Saturday, February 26, 2011

Chalky Color and Secondary Colors

"Red Rocks" sketch - 9x12, oil - $100 - contact Michael

Beginners will sometimes end up with a lot of chalky color in their paintings. The chalkiness always appears in the light colors, and therein lies the key. In order to make something lighter, the beginner adds white. White is the "killer color." It not only lightens, but it also cools and dulls color. Too much added white will make a color look chalky.

If you use a split-primary palette, you'll note that your colors are laid out in color wheel-fashion. Cool and warm versions of the primaries go from yellow on left to red and then blue on the right. (See my recent blog post on my palette to see a picture.) To lighten any color mixture, find approximately where it sits on the color wheel and then add a bit of lighter and thus warmer color from the left. For example, if you make an orange - cadmium yellow medium plus cadmium red light - and it's not light enough, lighten it with white, but then warm it up again with a touch of cadmium yellow medium or even cadmium yellow light. (You'll have to experiment.) Anytime you want a warm mixture, if you add white to it, you'll have to add a warm light color to it to warm it back up.

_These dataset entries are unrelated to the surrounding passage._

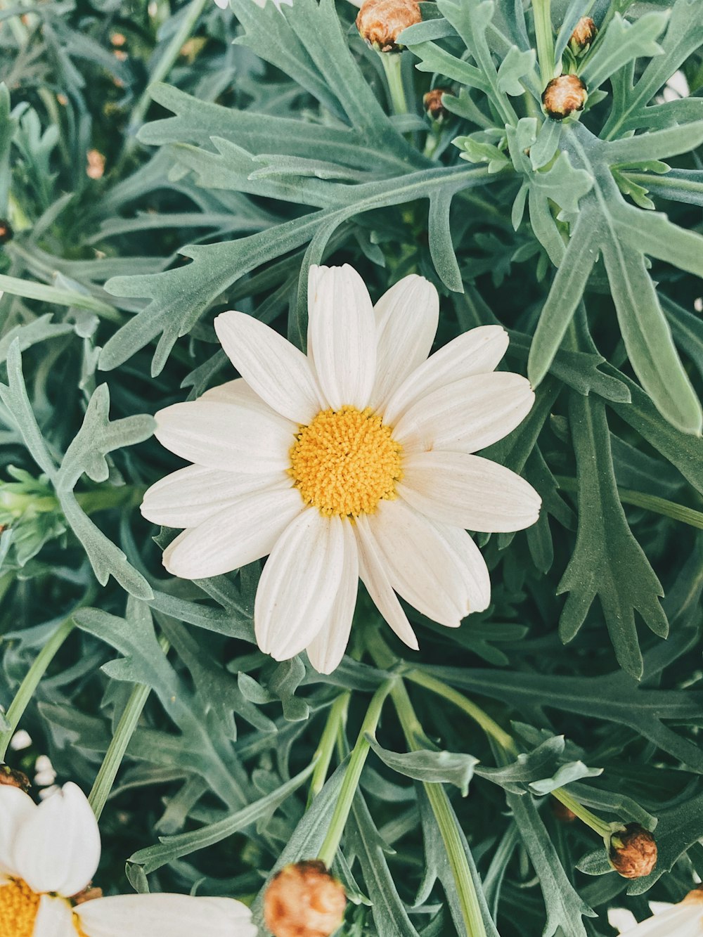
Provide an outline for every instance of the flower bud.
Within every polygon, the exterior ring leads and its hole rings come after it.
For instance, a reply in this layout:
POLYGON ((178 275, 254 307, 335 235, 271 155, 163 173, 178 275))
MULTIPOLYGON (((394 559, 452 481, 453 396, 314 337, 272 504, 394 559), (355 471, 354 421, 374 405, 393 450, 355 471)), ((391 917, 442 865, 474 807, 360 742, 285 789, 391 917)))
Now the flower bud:
POLYGON ((274 876, 263 919, 274 937, 329 937, 342 923, 347 897, 318 860, 296 862, 274 876))
POLYGON ((8 787, 19 787, 21 791, 26 792, 32 783, 23 771, 17 771, 8 765, 0 765, 0 784, 7 784, 8 787))
POLYGON ((657 864, 654 837, 638 823, 630 823, 613 835, 609 859, 623 878, 643 878, 657 864), (621 845, 615 845, 618 840, 621 845))
POLYGON ((417 0, 364 0, 356 28, 377 52, 392 52, 399 48, 397 37, 402 31, 421 22, 417 0))
POLYGON ((590 16, 582 16, 571 34, 569 48, 575 55, 584 52, 596 37, 598 29, 590 16))
POLYGON ((441 96, 444 94, 447 94, 446 88, 432 88, 423 97, 425 110, 432 120, 443 120, 447 115, 446 108, 441 103, 441 96))
POLYGON ((5 218, 0 218, 0 245, 7 244, 7 241, 11 241, 14 235, 12 231, 12 225, 9 221, 6 221, 5 218))
POLYGON ((563 120, 575 111, 582 111, 588 97, 586 85, 577 75, 560 75, 542 92, 542 103, 552 120, 563 120))

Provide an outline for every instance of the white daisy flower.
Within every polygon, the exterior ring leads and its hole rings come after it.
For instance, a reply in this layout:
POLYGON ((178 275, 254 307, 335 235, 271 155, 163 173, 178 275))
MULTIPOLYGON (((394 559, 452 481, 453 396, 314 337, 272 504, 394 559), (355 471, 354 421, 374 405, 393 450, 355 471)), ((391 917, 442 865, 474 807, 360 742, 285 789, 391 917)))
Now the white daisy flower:
POLYGON ((703 937, 703 890, 689 892, 680 904, 622 930, 623 937, 703 937))
POLYGON ((66 784, 38 806, 0 786, 0 934, 7 937, 256 937, 251 912, 229 898, 120 895, 76 904, 100 858, 97 823, 66 784))
POLYGON ((486 608, 488 571, 466 529, 529 527, 540 498, 473 454, 534 399, 525 378, 494 372, 502 328, 472 329, 427 359, 432 284, 406 276, 373 306, 350 266, 311 268, 308 312, 307 356, 251 316, 217 316, 242 378, 157 413, 157 438, 194 465, 153 485, 142 512, 187 528, 164 552, 174 575, 214 576, 269 555, 259 647, 277 661, 306 649, 327 674, 347 647, 358 579, 417 649, 396 593, 449 628, 486 608))

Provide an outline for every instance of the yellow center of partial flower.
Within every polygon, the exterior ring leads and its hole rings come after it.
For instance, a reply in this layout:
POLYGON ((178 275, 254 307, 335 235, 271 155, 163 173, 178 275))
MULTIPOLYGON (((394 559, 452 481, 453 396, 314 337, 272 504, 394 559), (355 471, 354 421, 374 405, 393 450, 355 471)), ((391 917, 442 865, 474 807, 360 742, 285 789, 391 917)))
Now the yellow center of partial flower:
POLYGON ((32 937, 39 896, 25 882, 0 885, 0 934, 32 937))
POLYGON ((381 498, 396 498, 402 447, 369 408, 322 410, 295 439, 289 474, 325 516, 372 514, 381 498))

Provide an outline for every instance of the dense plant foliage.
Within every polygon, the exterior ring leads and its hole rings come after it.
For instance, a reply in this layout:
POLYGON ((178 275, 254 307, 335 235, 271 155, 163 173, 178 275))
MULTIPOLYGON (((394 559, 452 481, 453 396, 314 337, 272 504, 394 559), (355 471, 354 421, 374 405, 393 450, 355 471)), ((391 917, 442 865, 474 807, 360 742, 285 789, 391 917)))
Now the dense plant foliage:
POLYGON ((420 6, 381 56, 346 0, 2 4, 0 756, 19 724, 8 762, 110 794, 106 890, 127 859, 259 914, 370 746, 329 856, 345 933, 606 937, 703 876, 703 0, 420 6), (169 576, 139 513, 182 465, 152 414, 234 376, 214 317, 302 347, 322 262, 374 298, 426 276, 438 346, 508 330, 536 403, 486 454, 543 498, 480 535, 486 612, 409 609, 415 653, 360 595, 329 676, 257 649, 261 563, 169 576), (602 838, 631 823, 659 857, 628 882, 602 838))

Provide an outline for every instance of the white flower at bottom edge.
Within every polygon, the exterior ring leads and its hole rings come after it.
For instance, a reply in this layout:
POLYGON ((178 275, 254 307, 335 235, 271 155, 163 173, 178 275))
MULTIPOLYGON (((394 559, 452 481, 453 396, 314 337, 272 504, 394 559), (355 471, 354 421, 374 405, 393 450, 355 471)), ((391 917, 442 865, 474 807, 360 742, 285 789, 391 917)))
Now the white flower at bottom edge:
POLYGON ((35 804, 0 786, 0 934, 7 937, 256 937, 251 913, 228 898, 121 895, 73 905, 100 858, 97 823, 66 784, 35 804))
POLYGON ((703 937, 703 891, 689 892, 679 904, 622 931, 622 937, 703 937))
POLYGON ((269 555, 259 647, 277 661, 307 649, 327 674, 347 647, 359 579, 417 649, 396 593, 449 628, 483 611, 490 579, 467 529, 529 527, 540 498, 474 454, 534 400, 525 378, 495 371, 508 346, 501 326, 427 358, 439 297, 424 277, 404 277, 373 306, 352 267, 313 266, 307 295, 307 356, 252 316, 217 316, 242 378, 157 413, 161 444, 194 465, 153 485, 142 513, 187 528, 163 556, 177 576, 269 555))

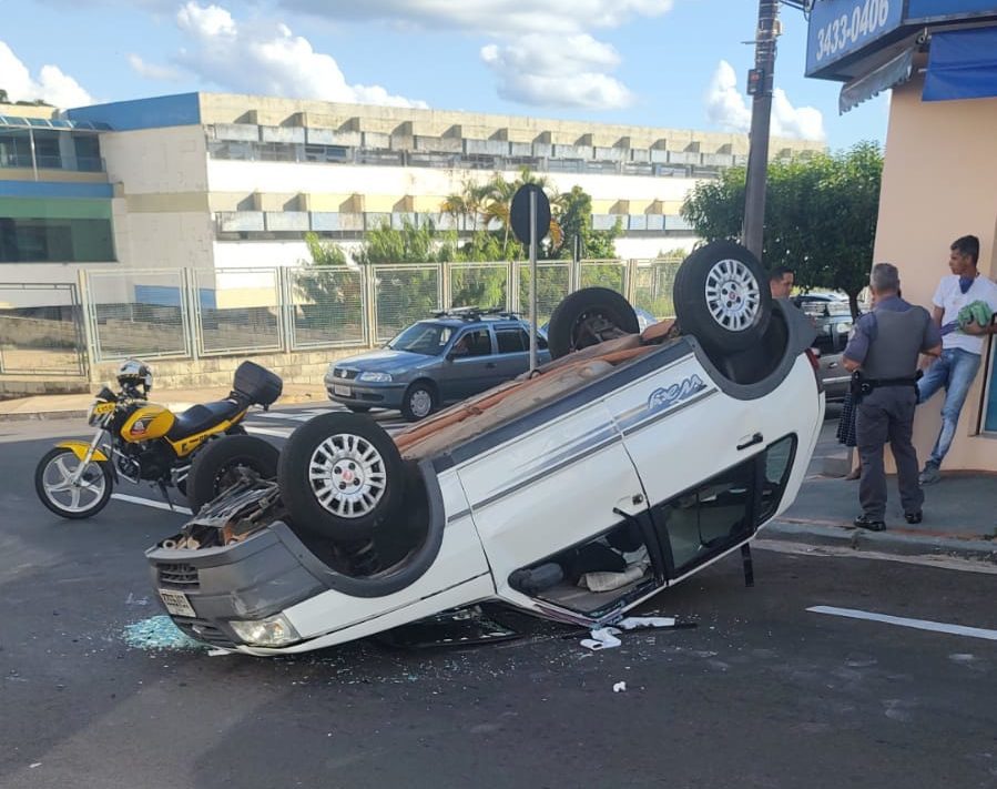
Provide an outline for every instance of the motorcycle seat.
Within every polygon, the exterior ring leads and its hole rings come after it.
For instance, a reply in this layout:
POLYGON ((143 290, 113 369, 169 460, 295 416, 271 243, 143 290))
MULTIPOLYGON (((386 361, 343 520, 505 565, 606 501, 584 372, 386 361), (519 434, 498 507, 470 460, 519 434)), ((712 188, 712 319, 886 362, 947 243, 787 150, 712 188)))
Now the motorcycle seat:
POLYGON ((166 434, 170 441, 179 441, 195 435, 208 427, 231 419, 243 411, 245 405, 234 399, 220 399, 215 403, 192 405, 182 414, 176 415, 176 421, 166 434))

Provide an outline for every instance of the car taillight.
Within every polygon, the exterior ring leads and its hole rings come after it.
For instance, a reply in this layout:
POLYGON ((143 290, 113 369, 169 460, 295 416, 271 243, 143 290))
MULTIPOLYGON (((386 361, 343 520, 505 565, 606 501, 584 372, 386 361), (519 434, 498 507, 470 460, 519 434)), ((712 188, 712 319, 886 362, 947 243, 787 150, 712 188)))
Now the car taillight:
POLYGON ((814 381, 817 382, 817 392, 823 392, 824 382, 821 380, 821 352, 816 348, 807 348, 806 351, 804 351, 804 353, 806 354, 806 358, 810 361, 810 366, 814 368, 814 381))

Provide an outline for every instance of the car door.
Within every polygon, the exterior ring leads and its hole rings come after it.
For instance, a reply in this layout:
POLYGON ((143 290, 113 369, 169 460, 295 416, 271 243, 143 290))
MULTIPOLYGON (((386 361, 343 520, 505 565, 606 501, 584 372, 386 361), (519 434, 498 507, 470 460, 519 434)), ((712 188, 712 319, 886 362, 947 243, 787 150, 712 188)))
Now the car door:
POLYGON ((601 398, 579 392, 526 423, 457 466, 496 586, 512 597, 513 571, 647 510, 601 398))
POLYGON ((488 326, 458 332, 447 352, 438 383, 444 401, 457 401, 484 392, 496 380, 495 346, 488 326))
POLYGON ((530 368, 530 335, 521 326, 497 325, 495 340, 498 351, 495 356, 495 384, 515 378, 530 368))

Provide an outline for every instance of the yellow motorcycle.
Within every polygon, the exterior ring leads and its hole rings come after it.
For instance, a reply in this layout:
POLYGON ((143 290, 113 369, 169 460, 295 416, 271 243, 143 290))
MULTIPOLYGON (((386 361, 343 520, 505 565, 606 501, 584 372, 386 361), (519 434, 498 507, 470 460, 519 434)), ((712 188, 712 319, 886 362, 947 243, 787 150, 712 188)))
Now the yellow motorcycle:
POLYGON ((142 362, 124 362, 116 378, 120 391, 104 386, 90 406, 93 439, 61 442, 38 463, 34 489, 57 515, 95 515, 121 479, 156 485, 171 507, 169 488, 176 488, 196 513, 245 473, 276 476, 277 448, 241 424, 251 406, 266 409, 281 396, 284 384, 271 371, 243 362, 228 397, 181 414, 149 402, 152 372, 142 362))

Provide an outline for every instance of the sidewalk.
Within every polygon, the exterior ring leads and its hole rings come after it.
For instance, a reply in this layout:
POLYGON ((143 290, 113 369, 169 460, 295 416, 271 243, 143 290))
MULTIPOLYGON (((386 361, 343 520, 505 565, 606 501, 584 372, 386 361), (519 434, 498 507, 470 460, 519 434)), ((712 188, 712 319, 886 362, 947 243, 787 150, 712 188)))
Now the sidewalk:
POLYGON ((905 556, 956 556, 997 563, 997 475, 943 472, 925 487, 924 522, 904 520, 896 477, 887 483, 886 530, 852 528, 862 512, 858 483, 811 476, 762 539, 836 546, 905 556))
MULTIPOLYGON (((223 399, 228 390, 223 386, 211 388, 157 390, 153 388, 150 399, 165 406, 170 411, 185 411, 195 403, 210 403, 223 399)), ((316 403, 325 405, 329 402, 325 388, 321 384, 284 384, 284 393, 276 405, 301 405, 316 403)), ((11 419, 58 419, 87 416, 92 394, 37 395, 17 399, 0 401, 0 422, 11 419)))
MULTIPOLYGON (((221 388, 153 390, 152 399, 172 411, 194 403, 220 399, 221 388)), ((0 422, 6 419, 52 419, 83 417, 93 396, 40 395, 0 402, 0 422)), ((327 405, 322 386, 285 384, 277 401, 282 405, 314 403, 327 405)), ((899 506, 896 478, 888 481, 889 503, 886 530, 852 528, 858 515, 858 483, 825 476, 827 458, 841 449, 834 439, 835 421, 824 424, 821 442, 810 465, 800 495, 775 522, 760 534, 761 539, 836 546, 855 550, 915 556, 957 556, 997 563, 997 475, 943 472, 943 479, 925 488, 924 523, 910 526, 899 506)))

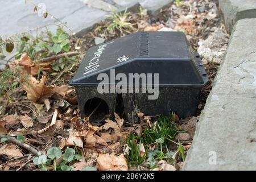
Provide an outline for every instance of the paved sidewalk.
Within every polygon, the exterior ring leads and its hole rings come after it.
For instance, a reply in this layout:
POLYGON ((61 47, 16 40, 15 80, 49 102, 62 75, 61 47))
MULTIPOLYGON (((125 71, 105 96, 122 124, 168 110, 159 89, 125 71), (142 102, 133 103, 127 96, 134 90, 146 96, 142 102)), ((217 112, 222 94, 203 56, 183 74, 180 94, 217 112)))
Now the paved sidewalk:
MULTIPOLYGON (((173 0, 30 0, 36 5, 45 6, 50 14, 75 32, 88 28, 100 20, 112 10, 125 9, 139 2, 144 9, 154 13, 173 0)), ((24 0, 0 0, 0 36, 5 36, 54 23, 48 16, 39 15, 42 11, 34 12, 34 6, 24 0)), ((56 26, 49 27, 50 30, 56 26)))

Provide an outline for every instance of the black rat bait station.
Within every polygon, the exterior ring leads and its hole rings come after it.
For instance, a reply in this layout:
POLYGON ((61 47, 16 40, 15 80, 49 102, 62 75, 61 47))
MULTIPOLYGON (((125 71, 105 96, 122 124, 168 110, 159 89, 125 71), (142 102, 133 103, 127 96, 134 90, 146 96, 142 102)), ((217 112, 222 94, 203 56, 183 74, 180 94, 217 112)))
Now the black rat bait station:
POLYGON ((100 122, 122 110, 146 115, 195 114, 208 82, 199 55, 181 32, 139 32, 90 48, 71 85, 82 118, 100 122))

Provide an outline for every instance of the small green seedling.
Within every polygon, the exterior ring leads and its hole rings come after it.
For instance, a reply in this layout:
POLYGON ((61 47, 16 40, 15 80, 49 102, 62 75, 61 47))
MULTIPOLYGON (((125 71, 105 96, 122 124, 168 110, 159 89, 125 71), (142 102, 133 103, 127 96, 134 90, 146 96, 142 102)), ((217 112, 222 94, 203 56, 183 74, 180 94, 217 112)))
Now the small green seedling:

One word on white. Some whites are warmer than others. Going from warmest to coolest: flake (lead) white, followed by titanium white and then zinc white, which is the coolest. For a very warm white, I have sometimes used a very light tint of Naples Yellow instead of white.

By the way, if getting a really pure orange is your problem, it'll be hard with the split-primary palette. It's impossible to mix rich secondaries. You'll need to buy a tubed orange, such as cadmium orange. The richest secondaries are always tubed colors. For my secondaries, I like cadmium orange, dioxazine violet (or purple), and phthalo green. If you're interested in secondaries, it's important to remember that, just as with the primaries, there are cool and warm versions of each. Conceivably, you could create a large but very workable palette that incorporates cool and warm versions of both the primary and secondary colors. It would have 12 colors.
At the top is a painting I made recently with cadmium orange and in which I tried to avoid chalky color.

1 comment:

Leecia Price said...

Thanks very much for addressing my inquiry. This painting seems to me to show expert use of orange! Practice, practice, more needed on my part.